Apparently, around 15% of neuroblastoma patients do not respond to the treatment.
According to Dr. Sharissa Latham, the co-lead author of the study, their results imply that genetics don’t account for everything; other layers of control and other mechanisms of cancer progression can also explain why we must investigate their pharmaceutical response.
The researchers demonstrated that neuroblastoma cells cannot reverse their resistance to chemotherapy once they have achieved it, indicating that there is only a small window of time for treatment to be effective on a tumour cell before it becomes locked in.

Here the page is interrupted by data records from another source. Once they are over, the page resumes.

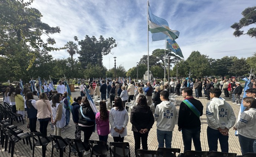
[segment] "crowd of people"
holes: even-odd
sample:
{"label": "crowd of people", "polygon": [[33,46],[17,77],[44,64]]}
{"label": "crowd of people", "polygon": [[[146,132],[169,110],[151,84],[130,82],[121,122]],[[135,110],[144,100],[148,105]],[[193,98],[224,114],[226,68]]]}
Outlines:
{"label": "crowd of people", "polygon": [[[188,86],[188,83],[190,86]],[[160,82],[154,81],[153,86],[149,82],[144,85],[142,82],[135,83],[133,81],[130,83],[120,83],[118,80],[108,80],[106,82],[105,80],[101,82],[93,81],[87,86],[82,84],[80,86],[81,96],[74,98],[72,104],[72,118],[75,125],[74,136],[76,139],[81,139],[81,132],[83,132],[83,141],[86,146],[84,155],[90,153],[88,140],[95,131],[95,124],[99,140],[106,143],[110,133],[114,141],[123,142],[127,135],[129,122],[125,104],[133,100],[137,105],[131,111],[130,122],[132,125],[135,152],[140,148],[141,143],[143,149],[148,149],[148,133],[155,121],[158,147],[165,146],[167,148],[171,148],[173,132],[177,118],[184,152],[191,150],[192,139],[196,150],[201,151],[200,116],[203,113],[203,106],[197,98],[202,96],[201,92],[203,91],[207,99],[212,99],[207,103],[206,109],[209,151],[217,151],[219,140],[221,151],[228,152],[229,131],[233,128],[238,131],[242,154],[256,153],[255,80],[252,79],[250,83],[250,88],[244,91],[247,97],[243,99],[243,104],[246,109],[236,123],[232,106],[224,99],[220,97],[223,88],[225,97],[232,99],[233,103],[240,105],[240,95],[243,88],[235,78],[222,80],[220,82],[217,79],[211,81],[204,79],[202,82],[196,79],[194,83],[186,80],[178,80],[175,82],[172,79],[168,83],[162,80]],[[97,96],[101,98],[99,112],[96,115],[85,95],[86,88],[88,89],[91,97]],[[176,106],[169,98],[171,93],[180,95],[180,90],[184,100],[181,103],[178,113]],[[41,92],[39,96],[37,92],[32,92],[27,87],[21,91],[19,86],[7,87],[4,101],[12,106],[14,113],[24,117],[26,111],[27,127],[31,132],[39,132],[36,127],[37,120],[40,123],[40,132],[46,136],[49,122],[54,130],[54,135],[61,136],[64,129],[70,127],[71,110],[68,105],[66,88],[61,81],[56,91]],[[115,102],[114,107],[109,111],[105,101],[108,98],[111,102]],[[152,102],[154,105],[152,105]],[[154,113],[151,107],[152,106]]]}

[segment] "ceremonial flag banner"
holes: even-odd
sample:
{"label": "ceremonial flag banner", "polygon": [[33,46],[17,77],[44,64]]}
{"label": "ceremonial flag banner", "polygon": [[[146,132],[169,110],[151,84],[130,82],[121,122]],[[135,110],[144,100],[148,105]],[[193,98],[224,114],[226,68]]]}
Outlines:
{"label": "ceremonial flag banner", "polygon": [[154,15],[148,4],[149,30],[152,34],[152,40],[157,41],[168,38],[175,40],[178,37],[178,31],[173,31],[169,28],[169,24],[166,20]]}
{"label": "ceremonial flag banner", "polygon": [[68,86],[68,84],[67,83],[66,81],[64,81],[64,85],[66,86],[67,88],[67,98],[68,98],[68,108],[69,109],[70,111],[72,110],[72,104],[73,103],[73,99],[72,98],[72,96],[71,95],[71,92],[70,91],[70,88]]}
{"label": "ceremonial flag banner", "polygon": [[166,48],[170,49],[171,52],[174,52],[175,54],[181,58],[184,58],[181,50],[176,41],[170,39],[166,40]]}
{"label": "ceremonial flag banner", "polygon": [[90,105],[91,105],[91,107],[92,107],[92,110],[96,115],[96,113],[98,112],[98,110],[97,109],[96,106],[95,105],[93,101],[92,100],[92,97],[91,97],[91,96],[89,94],[89,89],[88,89],[87,88],[85,88],[85,93],[86,93],[86,96],[88,98],[88,100],[89,101]]}
{"label": "ceremonial flag banner", "polygon": [[[251,79],[248,79],[247,78],[243,78],[243,80],[245,81],[245,83],[244,83],[244,93],[243,96],[243,98],[246,97],[246,93],[245,92],[246,90],[250,88],[250,83],[251,82]],[[241,101],[241,105],[240,105],[240,110],[238,113],[238,116],[237,117],[237,121],[238,122],[240,120],[240,115],[244,111],[244,110],[246,107],[243,106],[243,101]],[[238,136],[238,132],[237,130],[236,130],[235,132],[235,135],[236,136]]]}

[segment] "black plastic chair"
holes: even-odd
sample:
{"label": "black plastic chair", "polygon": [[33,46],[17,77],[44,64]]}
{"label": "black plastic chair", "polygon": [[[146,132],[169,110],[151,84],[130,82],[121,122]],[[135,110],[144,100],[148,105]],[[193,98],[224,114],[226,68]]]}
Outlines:
{"label": "black plastic chair", "polygon": [[224,153],[220,151],[211,151],[208,154],[208,157],[236,157],[236,153]]}
{"label": "black plastic chair", "polygon": [[140,157],[158,157],[158,152],[157,150],[137,150],[137,156]]}
{"label": "black plastic chair", "polygon": [[[9,143],[9,150],[8,153],[10,153],[11,147],[12,147],[12,151],[11,157],[13,157],[14,153],[14,148],[15,146],[15,143],[21,140],[26,139],[27,142],[27,144],[30,145],[30,148],[32,150],[32,145],[31,141],[30,140],[30,135],[27,133],[21,133],[20,134],[16,133],[14,131],[8,127],[6,127],[6,130],[9,135],[9,139],[10,140]],[[25,144],[24,140],[23,141],[23,143]]]}
{"label": "black plastic chair", "polygon": [[17,129],[17,126],[13,125],[6,125],[6,123],[4,124],[3,123],[0,123],[0,130],[1,130],[1,144],[2,144],[2,148],[4,147],[4,141],[5,141],[5,144],[4,145],[4,151],[7,150],[7,146],[8,143],[8,137],[9,135],[6,131],[6,127],[15,132],[17,134],[22,133],[23,130],[21,129]]}
{"label": "black plastic chair", "polygon": [[[50,136],[52,137],[52,157],[53,154],[53,149],[54,148],[60,150],[60,157],[63,156],[63,152],[66,152],[66,147],[68,145],[68,143],[66,139],[63,139],[61,136],[57,135],[53,135],[52,134],[50,134]],[[54,143],[53,143],[54,141]]]}
{"label": "black plastic chair", "polygon": [[74,139],[66,138],[69,145],[69,156],[70,157],[71,152],[74,153],[75,155],[77,153],[78,156],[82,157],[83,156],[83,153],[85,150],[86,147],[84,143],[82,141],[81,139]]}
{"label": "black plastic chair", "polygon": [[241,156],[241,157],[256,157],[256,153],[245,153],[242,156]]}
{"label": "black plastic chair", "polygon": [[91,150],[91,157],[92,157],[93,155],[95,155],[96,157],[105,155],[108,151],[108,146],[104,141],[89,140],[89,143]]}
{"label": "black plastic chair", "polygon": [[33,140],[33,157],[34,157],[35,147],[40,146],[42,146],[42,156],[43,157],[45,157],[46,146],[50,142],[52,139],[50,137],[46,137],[42,133],[31,133],[30,135]]}
{"label": "black plastic chair", "polygon": [[115,157],[131,156],[130,145],[128,142],[110,142],[109,143],[110,156],[112,153]]}
{"label": "black plastic chair", "polygon": [[157,151],[159,157],[176,157],[176,153],[180,153],[180,149],[159,147],[157,149]]}

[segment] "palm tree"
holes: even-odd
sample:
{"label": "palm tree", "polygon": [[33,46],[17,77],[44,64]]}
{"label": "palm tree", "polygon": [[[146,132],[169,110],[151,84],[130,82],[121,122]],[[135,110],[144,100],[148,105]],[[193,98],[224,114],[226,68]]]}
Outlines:
{"label": "palm tree", "polygon": [[71,60],[73,61],[73,56],[77,53],[78,51],[78,45],[74,43],[72,41],[67,42],[67,44],[65,44],[65,49],[67,49],[67,51],[69,54],[69,55],[71,58]]}

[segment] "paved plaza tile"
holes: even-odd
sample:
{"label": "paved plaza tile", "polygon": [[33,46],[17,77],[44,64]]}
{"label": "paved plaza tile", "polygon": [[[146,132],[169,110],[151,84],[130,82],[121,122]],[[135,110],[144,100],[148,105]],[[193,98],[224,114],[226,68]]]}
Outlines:
{"label": "paved plaza tile", "polygon": [[[80,90],[78,89],[75,89],[75,91],[74,92],[72,92],[72,96],[73,98],[74,97],[77,97],[80,96]],[[242,93],[241,95],[243,95],[243,93]],[[234,111],[235,113],[236,116],[237,117],[238,115],[238,112],[239,111],[240,106],[232,104],[231,99],[228,99],[228,98],[224,98],[224,93],[221,94],[221,96],[225,98],[227,102],[228,102],[232,106]],[[176,109],[177,111],[178,112],[179,109],[180,104],[180,102],[183,100],[184,99],[181,96],[178,96],[177,98],[177,104],[176,105]],[[207,128],[207,122],[206,115],[206,104],[210,100],[208,100],[206,99],[206,97],[200,98],[198,100],[200,100],[204,106],[203,114],[203,116],[200,117],[200,119],[201,120],[201,145],[202,146],[202,150],[203,151],[208,151],[209,149],[208,143],[207,141],[207,135],[206,133],[206,129]],[[96,105],[97,107],[98,108],[98,106]],[[108,109],[109,110],[110,109]],[[174,131],[173,132],[173,140],[172,141],[172,147],[180,148],[181,149],[181,152],[183,152],[184,149],[184,146],[183,144],[183,141],[182,140],[182,137],[181,135],[181,133],[178,131],[178,126],[177,123],[178,122],[178,119],[176,121],[176,125],[174,128]],[[13,124],[18,126],[18,128],[20,128],[24,131],[29,132],[29,129],[26,127],[26,125],[23,124],[22,123],[17,123],[16,122],[14,122]],[[72,115],[70,116],[70,120],[69,123],[71,127],[70,128],[65,129],[65,131],[62,133],[62,136],[63,137],[69,137],[69,138],[75,138],[75,124],[73,123],[72,120]],[[153,125],[152,128],[150,130],[148,135],[148,150],[157,150],[158,148],[158,142],[157,138],[156,130],[157,127],[156,126],[156,123],[155,122]],[[39,130],[39,122],[37,121],[37,129]],[[132,157],[135,157],[135,154],[134,153],[134,140],[133,137],[133,133],[131,131],[132,125],[131,123],[129,122],[128,123],[127,126],[127,131],[128,135],[125,137],[124,141],[129,142],[130,144],[131,155]],[[47,134],[49,135],[49,134],[53,134],[53,131],[50,130],[50,126],[49,124],[49,127],[47,130]],[[229,152],[235,153],[237,153],[237,155],[241,155],[241,151],[240,150],[240,146],[239,146],[239,142],[238,141],[238,138],[237,136],[234,135],[234,130],[233,129],[231,129],[229,131]],[[82,139],[83,139],[83,133],[82,132]],[[91,139],[93,140],[98,140],[98,136],[97,134],[97,132],[93,133],[91,137]],[[32,142],[32,139],[31,139]],[[108,142],[113,142],[113,138],[111,136],[111,134],[109,134],[108,136]],[[109,144],[109,143],[108,143]],[[33,143],[32,143],[33,144]],[[194,150],[194,148],[192,144],[192,150]],[[11,154],[8,153],[8,151],[4,151],[4,148],[0,148],[1,149],[1,152],[0,152],[0,157],[10,157]],[[141,147],[141,149],[142,147]],[[52,143],[50,143],[48,144],[47,146],[47,150],[46,150],[46,157],[50,156],[52,150]],[[220,151],[220,147],[219,144],[218,145],[218,150]],[[64,152],[63,154],[63,157],[68,157],[68,152],[69,151],[69,148],[68,146],[66,149],[66,153]],[[14,157],[32,157],[32,151],[30,149],[29,145],[24,144],[22,141],[19,141],[15,144],[15,148],[14,149]],[[40,157],[42,156],[42,149],[41,147],[36,147],[35,148],[35,157]],[[53,156],[58,157],[59,156],[59,152],[57,152],[56,149],[54,149],[53,151]],[[77,156],[77,154],[76,154]],[[71,153],[71,156],[75,156],[74,153]],[[89,157],[89,155],[88,155],[86,156]]]}

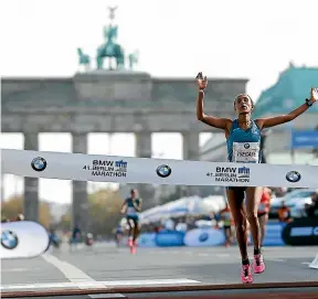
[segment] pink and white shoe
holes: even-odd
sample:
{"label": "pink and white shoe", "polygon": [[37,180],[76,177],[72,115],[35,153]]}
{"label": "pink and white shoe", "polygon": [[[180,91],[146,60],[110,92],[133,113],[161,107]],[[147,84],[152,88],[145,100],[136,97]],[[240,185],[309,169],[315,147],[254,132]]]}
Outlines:
{"label": "pink and white shoe", "polygon": [[252,266],[242,265],[241,281],[243,284],[253,284]]}
{"label": "pink and white shoe", "polygon": [[263,255],[254,255],[254,273],[261,274],[265,271],[265,263],[263,260]]}

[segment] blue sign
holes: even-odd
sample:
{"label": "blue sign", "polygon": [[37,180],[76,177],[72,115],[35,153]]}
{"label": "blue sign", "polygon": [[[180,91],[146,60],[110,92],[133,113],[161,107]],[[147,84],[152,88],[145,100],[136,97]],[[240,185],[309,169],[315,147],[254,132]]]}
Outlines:
{"label": "blue sign", "polygon": [[292,149],[318,148],[318,131],[292,131]]}

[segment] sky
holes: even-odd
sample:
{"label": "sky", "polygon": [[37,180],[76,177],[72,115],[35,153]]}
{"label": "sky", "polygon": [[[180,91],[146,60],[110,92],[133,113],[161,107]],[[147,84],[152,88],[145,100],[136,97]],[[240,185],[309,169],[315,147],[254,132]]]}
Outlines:
{"label": "sky", "polygon": [[[94,56],[104,42],[108,6],[118,6],[118,42],[128,53],[139,50],[136,70],[153,77],[194,77],[202,71],[208,78],[248,78],[247,93],[257,99],[289,62],[318,66],[317,0],[7,0],[1,76],[73,76],[76,49]],[[132,135],[113,135],[112,142],[106,134],[88,138],[88,153],[134,156]],[[206,138],[201,135],[201,143]],[[1,148],[22,145],[22,135],[1,135]],[[181,136],[152,135],[152,157],[182,159]],[[71,151],[71,137],[41,134],[40,150]],[[4,197],[22,190],[21,179],[4,177]],[[71,202],[71,182],[41,179],[40,196]]]}

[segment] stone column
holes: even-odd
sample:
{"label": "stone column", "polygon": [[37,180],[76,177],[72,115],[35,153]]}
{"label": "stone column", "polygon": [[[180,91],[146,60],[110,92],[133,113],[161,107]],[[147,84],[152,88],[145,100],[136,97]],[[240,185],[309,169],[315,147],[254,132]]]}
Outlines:
{"label": "stone column", "polygon": [[[24,150],[39,150],[38,132],[24,134]],[[34,156],[34,158],[36,158],[36,156]],[[24,220],[39,222],[39,179],[24,178]]]}
{"label": "stone column", "polygon": [[[138,158],[151,158],[151,132],[140,131],[135,134],[136,137],[136,157]],[[129,165],[128,165],[129,169]],[[128,170],[129,171],[129,170]],[[155,206],[155,189],[149,184],[136,184],[136,189],[139,191],[142,199],[142,210]]]}
{"label": "stone column", "polygon": [[[182,132],[183,138],[183,160],[199,161],[200,158],[200,132]],[[187,195],[200,195],[199,186],[190,185],[187,188]]]}
{"label": "stone column", "polygon": [[[87,135],[72,134],[74,153],[87,152]],[[78,225],[81,231],[87,232],[89,223],[87,182],[73,181],[72,229]]]}
{"label": "stone column", "polygon": [[136,132],[136,157],[151,158],[151,132]]}

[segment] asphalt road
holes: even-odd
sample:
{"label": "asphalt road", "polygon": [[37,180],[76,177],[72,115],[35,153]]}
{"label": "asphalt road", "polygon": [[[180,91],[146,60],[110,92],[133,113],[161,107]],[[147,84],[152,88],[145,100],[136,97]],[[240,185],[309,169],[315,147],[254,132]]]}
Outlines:
{"label": "asphalt road", "polygon": [[[252,257],[252,247],[250,248]],[[266,271],[255,282],[318,281],[308,264],[318,247],[267,247]],[[51,250],[32,259],[1,260],[1,291],[241,284],[237,247]]]}

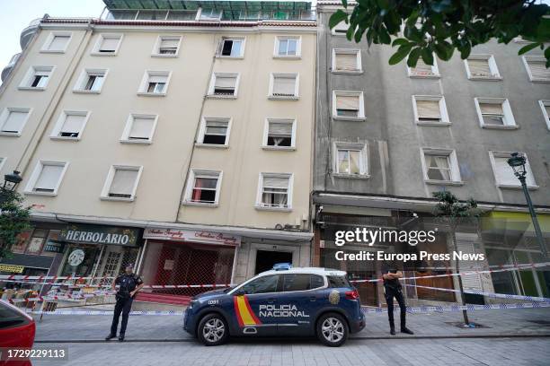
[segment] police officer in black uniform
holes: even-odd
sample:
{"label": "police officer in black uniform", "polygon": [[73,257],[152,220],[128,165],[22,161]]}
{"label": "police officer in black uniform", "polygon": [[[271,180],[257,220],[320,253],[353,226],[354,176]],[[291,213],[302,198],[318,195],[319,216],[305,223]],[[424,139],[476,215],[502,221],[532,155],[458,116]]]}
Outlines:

As a first-line therapy following a diagnosis and before tumors develop a condition of resistance, Associate Professor Croucher believes that chemotherapy combined with medications that target this cacophony within tumors may produce the best outcomes. This is the opposite of the standard cancer clinical trial strategy, where patients who have tried every other form of treatment are given a new one.
Science Advances is the journal where the new study has been published.
The researchers used mathematical modelling to filter out noise signals in the neuroblastoma tumors’ cell death pathways. Then, researchers applied it to patient cell samples, examining individual cells in sizable groups to spot those that did not visually respond to therapy.
In the process, they found a marker for resistance, which happened to be a set of proteins that were involved in the cell death process, also known as apoptosis.
They were seeking to understand the source of that randomness. Dr. Latham questions what it is about those cells and whether anything can be done to get them to react.
To stabilize the expression of the genes involved in cell death or by altering the inherent threshold that may tip a cancer cell into a resistant state, the researchers discovered specific types of licensed medications that may be used with chemotherapy.
The work will now begin to advance to a clinical study.